Jamie Heilman jamie@audible.transient.net
Thu, 13 Mar 2003 03:42:08 -0800


Max M wrote:
> A statement like that without an argument is worthless in a discussion. 
> You need to elaborate as we cannot read your mind and see what lies 
> behind the statement.

My statement wasn't really aimed at you, sorry, I'm not playing fair.
My statement was aimed at people who don't have to read my mind
because they've been informed, and I'm making it in a public forum to
be a pain the ass.

I've already mentioned I have outstanding security related bugs in the
collector, and as Toby noted I've been vocal on the value of process
seperation and resource limits.  This isn't a coincidence.
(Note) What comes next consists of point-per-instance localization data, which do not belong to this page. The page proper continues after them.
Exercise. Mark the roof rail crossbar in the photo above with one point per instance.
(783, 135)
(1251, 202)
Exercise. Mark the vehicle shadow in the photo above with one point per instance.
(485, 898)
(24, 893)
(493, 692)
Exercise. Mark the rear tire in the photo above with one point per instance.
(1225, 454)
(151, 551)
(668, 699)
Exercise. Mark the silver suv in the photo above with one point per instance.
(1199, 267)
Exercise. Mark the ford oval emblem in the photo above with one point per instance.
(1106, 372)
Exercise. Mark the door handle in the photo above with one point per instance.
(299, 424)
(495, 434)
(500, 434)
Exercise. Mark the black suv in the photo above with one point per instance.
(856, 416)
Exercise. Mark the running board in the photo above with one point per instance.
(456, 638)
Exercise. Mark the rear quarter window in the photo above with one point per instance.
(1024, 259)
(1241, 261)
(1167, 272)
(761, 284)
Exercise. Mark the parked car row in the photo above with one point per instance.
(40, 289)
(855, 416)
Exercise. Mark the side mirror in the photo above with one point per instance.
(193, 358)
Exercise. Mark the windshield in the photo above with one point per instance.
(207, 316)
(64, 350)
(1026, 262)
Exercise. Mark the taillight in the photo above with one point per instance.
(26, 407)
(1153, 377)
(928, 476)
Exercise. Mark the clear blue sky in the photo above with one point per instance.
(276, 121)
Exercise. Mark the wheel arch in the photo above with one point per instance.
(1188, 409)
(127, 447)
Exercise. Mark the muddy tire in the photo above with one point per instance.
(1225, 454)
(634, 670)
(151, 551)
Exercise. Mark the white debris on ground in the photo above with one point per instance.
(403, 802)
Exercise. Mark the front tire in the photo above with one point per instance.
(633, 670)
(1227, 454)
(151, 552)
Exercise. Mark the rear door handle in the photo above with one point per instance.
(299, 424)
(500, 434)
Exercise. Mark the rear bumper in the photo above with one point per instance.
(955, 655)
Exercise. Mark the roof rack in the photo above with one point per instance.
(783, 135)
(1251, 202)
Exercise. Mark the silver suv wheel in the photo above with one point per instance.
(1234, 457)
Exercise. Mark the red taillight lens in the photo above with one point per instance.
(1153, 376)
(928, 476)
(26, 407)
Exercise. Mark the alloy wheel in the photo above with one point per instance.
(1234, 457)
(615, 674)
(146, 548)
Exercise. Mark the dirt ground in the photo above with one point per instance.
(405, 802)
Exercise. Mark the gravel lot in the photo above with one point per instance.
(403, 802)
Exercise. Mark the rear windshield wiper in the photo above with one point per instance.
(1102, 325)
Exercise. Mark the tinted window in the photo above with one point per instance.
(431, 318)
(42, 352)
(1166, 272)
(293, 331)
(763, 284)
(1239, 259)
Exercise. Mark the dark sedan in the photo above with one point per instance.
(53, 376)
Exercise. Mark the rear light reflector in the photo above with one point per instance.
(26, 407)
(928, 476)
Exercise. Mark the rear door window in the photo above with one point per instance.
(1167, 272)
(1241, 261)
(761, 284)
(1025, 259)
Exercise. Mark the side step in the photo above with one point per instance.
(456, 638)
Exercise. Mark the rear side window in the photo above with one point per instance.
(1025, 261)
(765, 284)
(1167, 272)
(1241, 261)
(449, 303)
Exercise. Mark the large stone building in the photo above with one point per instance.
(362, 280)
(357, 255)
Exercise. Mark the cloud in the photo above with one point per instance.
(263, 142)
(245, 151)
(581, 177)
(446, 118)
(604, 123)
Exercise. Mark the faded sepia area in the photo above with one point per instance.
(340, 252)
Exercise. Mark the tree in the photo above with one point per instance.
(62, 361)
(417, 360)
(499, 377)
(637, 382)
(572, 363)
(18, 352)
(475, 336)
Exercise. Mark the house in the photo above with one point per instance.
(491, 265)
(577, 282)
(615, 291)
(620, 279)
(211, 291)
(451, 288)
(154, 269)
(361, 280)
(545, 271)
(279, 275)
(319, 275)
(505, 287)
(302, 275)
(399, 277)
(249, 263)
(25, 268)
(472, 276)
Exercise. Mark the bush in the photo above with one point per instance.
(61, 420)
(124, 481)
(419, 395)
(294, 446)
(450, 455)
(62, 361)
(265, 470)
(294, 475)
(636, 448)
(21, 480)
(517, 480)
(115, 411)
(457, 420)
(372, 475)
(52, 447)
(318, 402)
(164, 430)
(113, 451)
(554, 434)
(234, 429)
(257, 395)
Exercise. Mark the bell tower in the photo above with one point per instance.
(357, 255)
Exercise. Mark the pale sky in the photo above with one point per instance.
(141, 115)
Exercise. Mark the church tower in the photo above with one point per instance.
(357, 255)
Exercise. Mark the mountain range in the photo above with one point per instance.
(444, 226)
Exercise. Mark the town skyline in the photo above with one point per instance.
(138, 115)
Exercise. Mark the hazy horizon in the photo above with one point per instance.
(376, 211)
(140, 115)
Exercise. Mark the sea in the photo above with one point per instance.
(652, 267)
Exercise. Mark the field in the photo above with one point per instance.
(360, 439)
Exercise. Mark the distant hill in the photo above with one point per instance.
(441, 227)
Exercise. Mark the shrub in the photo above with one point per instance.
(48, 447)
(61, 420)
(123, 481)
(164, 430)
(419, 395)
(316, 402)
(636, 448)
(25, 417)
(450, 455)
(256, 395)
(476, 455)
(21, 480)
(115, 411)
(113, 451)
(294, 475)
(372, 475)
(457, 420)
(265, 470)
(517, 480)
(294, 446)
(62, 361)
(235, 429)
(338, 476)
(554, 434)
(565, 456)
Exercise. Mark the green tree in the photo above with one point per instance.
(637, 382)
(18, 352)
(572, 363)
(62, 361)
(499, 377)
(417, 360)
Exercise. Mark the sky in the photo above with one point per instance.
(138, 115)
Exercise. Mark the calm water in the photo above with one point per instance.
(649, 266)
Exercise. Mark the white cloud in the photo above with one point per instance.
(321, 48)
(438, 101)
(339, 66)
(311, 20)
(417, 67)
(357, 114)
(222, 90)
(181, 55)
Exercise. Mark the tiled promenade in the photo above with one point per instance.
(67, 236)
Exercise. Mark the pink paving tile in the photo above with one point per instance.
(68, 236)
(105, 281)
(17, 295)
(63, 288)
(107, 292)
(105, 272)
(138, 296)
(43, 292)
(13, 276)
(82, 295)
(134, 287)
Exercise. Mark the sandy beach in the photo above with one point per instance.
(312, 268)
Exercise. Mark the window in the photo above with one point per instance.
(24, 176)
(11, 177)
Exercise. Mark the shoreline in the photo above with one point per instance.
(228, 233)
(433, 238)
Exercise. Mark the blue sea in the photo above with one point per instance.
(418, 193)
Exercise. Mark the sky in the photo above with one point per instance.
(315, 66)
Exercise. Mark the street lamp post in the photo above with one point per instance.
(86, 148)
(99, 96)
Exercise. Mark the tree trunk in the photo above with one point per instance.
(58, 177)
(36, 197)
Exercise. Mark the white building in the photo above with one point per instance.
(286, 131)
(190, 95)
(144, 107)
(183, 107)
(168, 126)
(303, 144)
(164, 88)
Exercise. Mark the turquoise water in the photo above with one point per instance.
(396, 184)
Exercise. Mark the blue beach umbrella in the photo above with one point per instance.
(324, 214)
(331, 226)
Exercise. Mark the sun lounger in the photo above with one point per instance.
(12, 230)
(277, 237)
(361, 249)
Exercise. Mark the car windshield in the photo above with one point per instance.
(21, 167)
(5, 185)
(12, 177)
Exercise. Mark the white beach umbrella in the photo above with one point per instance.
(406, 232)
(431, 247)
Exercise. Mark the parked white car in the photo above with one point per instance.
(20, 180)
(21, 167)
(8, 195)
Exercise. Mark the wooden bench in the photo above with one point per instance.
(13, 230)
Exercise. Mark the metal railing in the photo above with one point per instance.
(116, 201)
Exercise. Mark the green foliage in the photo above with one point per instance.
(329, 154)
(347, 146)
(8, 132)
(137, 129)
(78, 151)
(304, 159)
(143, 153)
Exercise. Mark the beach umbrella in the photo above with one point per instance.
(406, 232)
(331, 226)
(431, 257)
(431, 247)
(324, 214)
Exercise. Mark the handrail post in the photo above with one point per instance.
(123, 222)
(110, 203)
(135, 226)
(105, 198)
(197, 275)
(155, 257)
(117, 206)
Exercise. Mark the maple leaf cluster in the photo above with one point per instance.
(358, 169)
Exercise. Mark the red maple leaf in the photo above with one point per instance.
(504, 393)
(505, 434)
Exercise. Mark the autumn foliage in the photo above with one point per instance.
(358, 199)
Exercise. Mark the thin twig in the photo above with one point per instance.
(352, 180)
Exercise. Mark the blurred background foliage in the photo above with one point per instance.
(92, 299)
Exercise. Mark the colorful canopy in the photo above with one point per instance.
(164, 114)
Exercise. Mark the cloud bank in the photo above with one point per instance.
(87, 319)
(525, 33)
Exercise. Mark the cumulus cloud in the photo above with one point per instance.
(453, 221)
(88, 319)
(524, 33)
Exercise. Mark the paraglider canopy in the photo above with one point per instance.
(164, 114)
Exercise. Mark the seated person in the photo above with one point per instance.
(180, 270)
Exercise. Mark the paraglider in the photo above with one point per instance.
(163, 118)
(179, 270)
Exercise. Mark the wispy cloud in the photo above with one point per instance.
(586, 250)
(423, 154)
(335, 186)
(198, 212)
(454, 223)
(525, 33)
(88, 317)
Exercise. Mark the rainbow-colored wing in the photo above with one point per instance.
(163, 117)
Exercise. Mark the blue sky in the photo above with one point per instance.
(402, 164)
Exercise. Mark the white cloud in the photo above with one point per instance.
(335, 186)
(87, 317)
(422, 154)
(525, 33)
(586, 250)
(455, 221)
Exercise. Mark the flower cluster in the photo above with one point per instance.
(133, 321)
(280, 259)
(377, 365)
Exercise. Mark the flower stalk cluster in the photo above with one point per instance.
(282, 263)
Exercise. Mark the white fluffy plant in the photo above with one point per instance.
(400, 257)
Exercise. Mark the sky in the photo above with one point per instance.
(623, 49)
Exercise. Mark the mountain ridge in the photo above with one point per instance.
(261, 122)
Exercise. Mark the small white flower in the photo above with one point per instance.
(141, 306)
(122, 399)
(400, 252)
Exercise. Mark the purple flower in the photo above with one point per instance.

Without properly configured resource limits, it is trivial to use an
exposed Zope instance to exhaust host resources.  This isn't entirely
Zope's problem, this is usually an issue of misconfiguration.  For
example, until Zope 2.6, ZServer imposed no length limits on HTTP
request headers.  (These headers are read directly into memory, thus
it was fairly easy to exhaust the memory of a host without resource
limits.) When I found that out I reported it as a bug, and it was
promptly addressed. (kudos)  Now it could easily be argued, and I
wouldn't be inclined to really disagree, that header length limits
should be configured by the fronting server.  What I didn't appreciate
at the time is just how important a front-end proxy server is for
Zope.  If you expose Zope to a hostile network, it is mandatory.  So
now I don't consider this kind of thing a bug in Zope, unless Zope
happens to make it possible to drastically amplify the effects of such
an attack, (at which point crashing zope by running it into a resource
limit becomes trivial) and a front-end proxy is unable or unlikely to
thwart the attack.

Zope's bug collector hides security related bugs until they are deemed
worth of display by the controllers.  Personally I think full
disclosure is preferable to secrecy, but I'm willing to play by the
rules laid down as long as I think the system is working for the
general benefit of the community.  You may have noticed I haven't been
terribly secretive about recent cross site scripting or cache
poisoning issues, and that can be attributed to, in part, my growing
disastifaction with the system.

-- 
Jamie Heilman                   http://audible.transient.net/~jamie/
"Paranoia is a disease unto itself, and may I add, the person standing
 next to you may not be who they appear to be, so take precaution."